De plus, si Alice et Bob modifient simultanément un fichier Word d’une bibliothèque de document SharePoint 2013, SharePoint 2016 ou SharePoint Online, SharePoint les prévient que l’autre utilisateur est en train de modifier telle partie du fichier.

Vous pouvez être 2 ou 50 à modifier un document car il n’y a pas de limite par défaut. En revanche, l’administrateur peut volontairement limiter le nombre maximum d’utilisateurs autorisés à modifier un document.

Contraintes

La coédition a tendance à augmenter le nombre de versions, si vous avez activé le contrôle de version sur la bibliothèque.

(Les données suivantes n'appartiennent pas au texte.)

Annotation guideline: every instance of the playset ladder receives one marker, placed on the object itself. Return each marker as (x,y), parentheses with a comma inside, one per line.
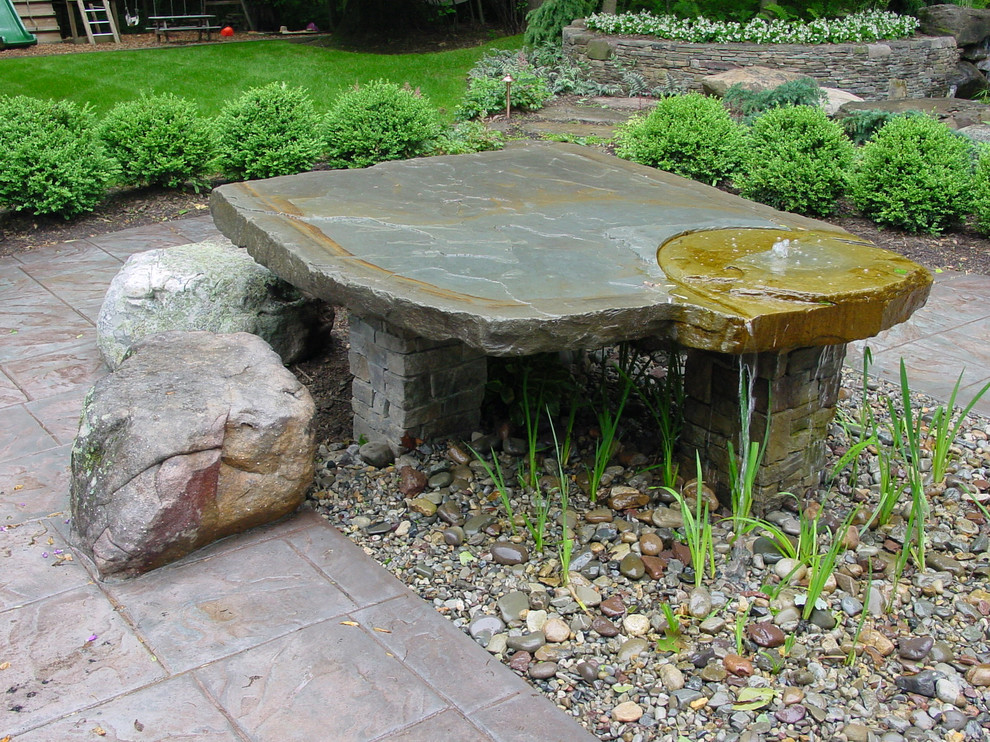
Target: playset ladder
(96,15)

Vous devez désactiver l’extraction obligatoire pour utiliser la coédition dans SharePoint. Si vous ne désactivez pas l’extraction obligatoire, vos utilisateurs ne pourront pas être des coauteurs simultanés et ils ne pourront pas faire de coédition.

SharePoint Online : coédition et coauteurs
SharePoint Online : coédition et coauteurs

Modalités

L’article Vue d’ensemble de la co-création dans SharePoint 2013 détaille les modalités précises de ce qu’il est possible de faire ou pas.

Pour résumer l’article de Microsoft : vous bénéficiez de la coédition avec Word, PowerPoint et OneNote pour les éditions Office 2016, Office 2013, Office 2010 et Office Web App.

Excel Web App permet la prise en charge de la coédition. Excel 2010 et Excel 2013 ne prennent pas en charge la coédition.

Visio 2016 et Visio 2013 permettent la prise en charge de la coédition. Visio Web App et Visio 2010 ne prennent pas en charge la coédition.

Les versions Office 2007 et avant ne prennent pas en charge la coédition.